Last week, we undertook a sea star hunt at Sanibel Sea School. Our survey team counted 158 sea stars along a short section of San Carlos Bay; we will keep these counts to compare with future observations on the health and dynamics of our marine environments. Perhaps just as importantly, we will also keep the memories of our experiences of sea star hunts along cool clear waters of San Carlos Bay. Collectively we took a small step towards our role as stewards of this marine planet – and we had a lot of fun doing it.
For most of us old enough to vote, we know these creatures as star fish, but new generations of ocean lovers know them as sea stars. We call them sea stars now to avoid confusing them with fish. They are animals that belong to the phylum Echinodermata, along with the brittle stars, sea urchins, sand dollars and sea cucumbers. The name Echinodermata is derived from the Greek echinos (spiny) and derma (skin) – they are the spiny skinned animals.
They are one of a very few groups of animals that are exclusively marine – that is, they’re found only in the oceans. Although they are invertebrate animals (not having a backbone), the echinoderms are fairly close relatives to vertebrate animals (those of us with backbones). One of the characteristics they share with us vertebrates is that they have skin covering their hard parts; they do not have an external skeleton like that found in mollusks or crabs.
Echinoderms also have a unique and quite fascinating hydraulic system in which they use water to pressurize a system of tubes which protrude from their body. This hydraulic system is known as the water vascular system and allows them to crawl along the bottom of the sea on a cushion of numerous “tube feet”.

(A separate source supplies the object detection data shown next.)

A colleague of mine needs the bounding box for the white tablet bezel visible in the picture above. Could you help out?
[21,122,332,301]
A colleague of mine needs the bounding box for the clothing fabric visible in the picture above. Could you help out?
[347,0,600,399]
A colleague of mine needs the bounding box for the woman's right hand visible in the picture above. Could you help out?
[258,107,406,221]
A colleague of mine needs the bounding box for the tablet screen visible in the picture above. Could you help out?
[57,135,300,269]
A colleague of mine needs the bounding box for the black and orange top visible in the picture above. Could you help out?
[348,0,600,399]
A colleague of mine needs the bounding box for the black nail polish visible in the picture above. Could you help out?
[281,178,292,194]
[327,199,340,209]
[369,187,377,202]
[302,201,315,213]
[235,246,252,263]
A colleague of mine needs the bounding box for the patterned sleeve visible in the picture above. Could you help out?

The most common sea star in San Carlos Bay is the Orange Sea Star which is in the genus Echinaster. There may be as many as six separate species in our area, but like many of our marine animals little is known about them. These sea stars appear not to feed on bivalve mollusks like many other sea stars do. But rather, they feed on sponges and can also ingest dead organic matter which accumulates on the sea floor. Their recent abundance is likely another part of the cycle in our ocean’s dynamics related to nutrient inputs from land-based sources.
Whatever the cause of their recent abundance, enjoy these stars of the sea, but please remember that like mollusks, they are protected by Florida State law in Lee County and collecting live specimens is prohibited.